As an example, assuming that the minimum voltage of the Li-based battery pack is 0 V (complete discharge state) and the maximum voltage is 4.1 V, the resistance R0 = 10 kΩ, the resistance R1 = 10 kΩ, and the resistance R2 = 10
In the case of 0 kΩ, assuming that the reference voltage V _REF = 5.2 V, the voltages V _B1 , V _B2 , and V _B3 are as follows. V _B1 = 2.476V to 4.428V V _B2 = 0V V _B3 = 4.727V

[0033] By this arrangement, at the check, if the value of the setting range corresponding to the voltage V _B3 as the voltage V _B is input, even if the one of the Li-based battery pack and Ni-based battery pack is mounted Since it is possible to determine that the determination terminals B and B 'are not connected, charging can be stopped to prevent charging by an incorrect charging method.

[0034]

As described above, according to the present invention, L
In the battery charger shared by the i-based battery pack and the Ni-based battery pack, it is possible to correctly determine the type of the battery and to determine the state where the determination terminal for identifying the type of the battery is not connected. It is possible to prevent a charging operation using an incorrect charging method from being performed.

Therefore, according to the present invention, it is possible to prevent malfunction of the charging operation and properly protect the charger and the battery pack.

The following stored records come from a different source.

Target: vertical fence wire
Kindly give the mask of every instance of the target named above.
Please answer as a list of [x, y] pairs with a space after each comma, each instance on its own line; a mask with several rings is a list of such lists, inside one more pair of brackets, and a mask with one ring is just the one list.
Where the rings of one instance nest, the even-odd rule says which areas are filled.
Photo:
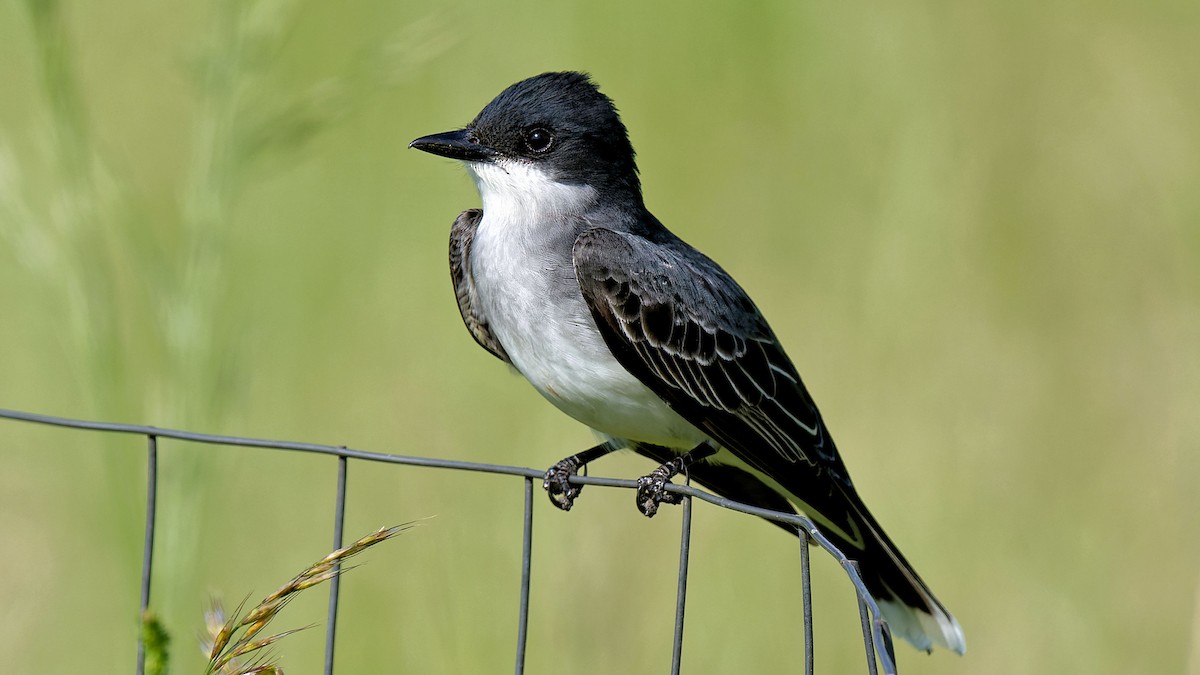
[[813, 675], [813, 616], [812, 616], [812, 572], [808, 559], [808, 533], [803, 528], [800, 535], [800, 601], [804, 607], [804, 675]]
[[885, 629], [886, 624], [883, 620], [883, 613], [879, 609], [879, 603], [875, 602], [875, 598], [872, 597], [871, 592], [867, 590], [867, 585], [863, 583], [862, 574], [860, 574], [858, 571], [858, 563], [850, 560], [844, 553], [838, 550], [838, 547], [834, 546], [833, 542], [829, 541], [828, 537], [821, 534], [821, 531], [817, 529], [816, 525], [812, 524], [812, 521], [805, 519], [805, 523], [805, 529], [808, 532], [808, 536], [812, 537], [812, 539], [816, 541], [821, 548], [829, 552], [829, 554], [838, 561], [838, 564], [842, 566], [842, 569], [846, 571], [847, 576], [850, 577], [850, 583], [854, 585], [854, 589], [858, 593], [860, 615], [865, 608], [868, 616], [874, 617], [868, 622], [870, 624], [869, 629], [864, 626], [864, 633], [872, 636], [874, 639], [868, 641], [864, 638], [863, 640], [863, 646], [867, 649], [867, 653], [874, 654], [874, 656], [868, 659], [870, 665], [870, 674], [875, 675], [874, 658], [875, 656], [878, 656], [879, 661], [883, 666], [884, 675], [896, 675], [895, 654], [890, 651], [876, 651], [875, 645], [886, 644], [883, 638], [887, 632]]
[[533, 479], [525, 477], [525, 513], [521, 539], [521, 599], [517, 610], [517, 675], [525, 672], [525, 642], [529, 636], [529, 569], [533, 559]]
[[146, 435], [146, 536], [142, 541], [141, 610], [138, 619], [137, 675], [146, 672], [144, 626], [150, 608], [150, 572], [154, 565], [154, 521], [158, 509], [158, 437]]
[[[876, 621], [878, 621], [878, 619], [876, 619]], [[880, 653], [887, 657], [885, 663], [893, 664], [892, 675], [894, 675], [896, 672], [896, 668], [894, 666], [896, 663], [896, 648], [892, 645], [892, 631], [890, 628], [888, 628], [886, 623], [883, 624], [883, 630], [881, 633], [883, 635], [883, 651]], [[876, 644], [876, 648], [878, 648], [878, 643]]]
[[[158, 491], [158, 439], [161, 437], [175, 438], [196, 443], [210, 443], [227, 446], [272, 448], [334, 455], [338, 458], [337, 499], [334, 505], [334, 548], [342, 546], [342, 528], [345, 521], [346, 505], [346, 468], [348, 458], [407, 466], [442, 468], [457, 471], [478, 471], [483, 473], [522, 476], [525, 488], [524, 533], [521, 553], [521, 595], [517, 623], [517, 654], [516, 673], [523, 675], [525, 671], [526, 642], [529, 628], [529, 586], [530, 561], [532, 558], [533, 542], [533, 480], [542, 478], [543, 472], [536, 469], [506, 466], [499, 464], [482, 464], [460, 460], [433, 459], [429, 457], [413, 457], [391, 455], [362, 450], [352, 450], [345, 446], [329, 446], [316, 443], [298, 443], [292, 441], [271, 441], [258, 438], [243, 438], [237, 436], [220, 436], [202, 434], [176, 429], [160, 429], [136, 424], [116, 424], [110, 422], [91, 422], [62, 417], [52, 417], [36, 413], [0, 409], [0, 418], [39, 424], [49, 424], [74, 429], [104, 431], [124, 434], [143, 435], [147, 439], [147, 478], [146, 478], [146, 534], [142, 553], [141, 578], [141, 614], [144, 618], [150, 604], [150, 579], [154, 553], [155, 516], [157, 509]], [[605, 487], [637, 488], [632, 480], [602, 478], [592, 476], [573, 476], [571, 483], [576, 485], [599, 485]], [[809, 545], [815, 543], [829, 553], [845, 570], [858, 597], [859, 618], [862, 624], [863, 646], [867, 654], [868, 671], [876, 675], [876, 659], [885, 675], [896, 675], [895, 652], [892, 648], [891, 635], [887, 624], [879, 611], [878, 603], [871, 597], [863, 584], [858, 564], [849, 560], [826, 538], [812, 521], [795, 513], [771, 511], [760, 507], [742, 504], [723, 497], [697, 490], [690, 485], [668, 484], [667, 490], [678, 494], [682, 499], [682, 533], [679, 549], [679, 580], [676, 591], [675, 635], [672, 645], [671, 672], [678, 675], [683, 653], [683, 619], [687, 595], [688, 559], [691, 549], [692, 530], [692, 499], [700, 499], [710, 504], [731, 511], [750, 514], [781, 523], [788, 523], [799, 529], [800, 537], [800, 574], [801, 592], [804, 607], [804, 668], [807, 675], [813, 673], [813, 632], [812, 632], [812, 584], [810, 576]], [[331, 579], [329, 595], [329, 614], [326, 625], [325, 673], [333, 672], [334, 643], [336, 641], [337, 607], [339, 594], [339, 577]], [[138, 630], [137, 641], [137, 674], [145, 673], [145, 644], [143, 631]]]
[[[858, 561], [851, 560], [850, 565], [855, 572], [862, 574]], [[878, 675], [879, 670], [875, 666], [875, 640], [871, 635], [871, 614], [862, 598], [858, 599], [858, 620], [862, 624], [863, 647], [867, 650], [867, 672], [870, 675]]]
[[675, 588], [675, 640], [671, 648], [671, 675], [679, 675], [683, 661], [683, 610], [687, 604], [688, 556], [692, 550], [692, 498], [683, 498], [683, 531], [679, 535], [679, 583]]
[[[338, 457], [337, 497], [333, 504], [333, 550], [342, 547], [342, 526], [346, 523], [346, 458]], [[325, 620], [325, 675], [333, 675], [333, 646], [337, 636], [338, 596], [342, 589], [342, 564], [333, 568], [329, 580], [329, 614]]]

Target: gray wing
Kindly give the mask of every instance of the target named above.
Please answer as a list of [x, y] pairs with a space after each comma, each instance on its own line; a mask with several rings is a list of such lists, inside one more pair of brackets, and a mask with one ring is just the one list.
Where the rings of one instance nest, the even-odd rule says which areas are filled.
[[660, 239], [596, 228], [575, 242], [580, 289], [613, 355], [768, 475], [803, 461], [844, 477], [816, 405], [746, 292], [673, 235]]
[[[905, 606], [897, 634], [921, 649], [932, 637], [961, 653], [962, 629], [862, 503], [754, 303], [716, 263], [673, 235], [651, 229], [649, 236], [593, 229], [576, 240], [575, 273], [597, 328], [621, 365], [773, 482], [703, 462], [689, 468], [692, 477], [748, 504], [785, 512], [795, 505], [861, 563], [876, 598]], [[635, 450], [660, 462], [676, 456], [653, 445]]]
[[454, 282], [454, 295], [458, 298], [458, 312], [462, 314], [467, 330], [471, 331], [471, 337], [496, 358], [512, 365], [504, 347], [496, 336], [492, 335], [487, 320], [474, 309], [475, 281], [471, 277], [471, 242], [475, 240], [475, 230], [479, 227], [481, 218], [483, 211], [480, 209], [467, 209], [454, 219], [454, 226], [450, 228], [450, 279]]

[Brief description of the drawings]

FIG. 1 is a view showing an embodiment of the present invention, in which (a) shows a charger section, (b) is a Li-based battery pack, and (b) is Ni.
Each shows a system battery pack.

FIG. 2 is a diagram showing an equivalent circuit at the time of measuring a discrimination terminal voltage, where (a) is a voltage V _B1 measurement state, (b) is a voltage V _B2 measurement state, and (c) is a voltage V _B3 measurement state. .

FIG. 3 is a diagram showing a method of charging a Li-based battery pack.

FIG. 4 is a diagram illustrating a method of charging a Ni-based battery pack.

5A and 5B are diagrams showing a battery pack discriminating method in a conventional charger, wherein FIG. 5A shows a charger section, FIG. 5B shows a Li-based battery pack, and FIG. 5C shows a Ni-based battery pack, respectively. .

[Explanation of symbols]

 B determination terminal B 'determination terminal R0 resistance R1 resistance R2 resistance

Claims (1)

[Claims] 1. A first type of battery pack having a determination terminal connected to a battery positive electrode via a first resistor, and a second type of battery pack having a determination terminal connected to a ground terminal. The battery pack is connected to the battery-side determination terminal when the charger-side determination terminal connected to the ground potential via the second resistor is connected to the battery-side determination terminal. In the charger that determines the type of the battery pack and performs charging by a charging method corresponding to the type of the battery pack, a reference voltage is applied to a determination terminal on the charger side through a third resistor, and the reference voltage is When the discrimination terminal of the first type of battery pack in the highest voltage state is normally connected, a voltage higher than the voltage generated at the discrimination terminal on the charger side is set, and the discrimination terminal on the battery pack side is not connected. Generated at the discriminating terminal on the charger side With such a voltage, the normal connection of the first type of battery pack, the normal connection of the second type of battery pack, A terminal disconnection detection circuit configured to determine whether the determination terminal of the battery pack is not connected to the determination terminal of the battery pack.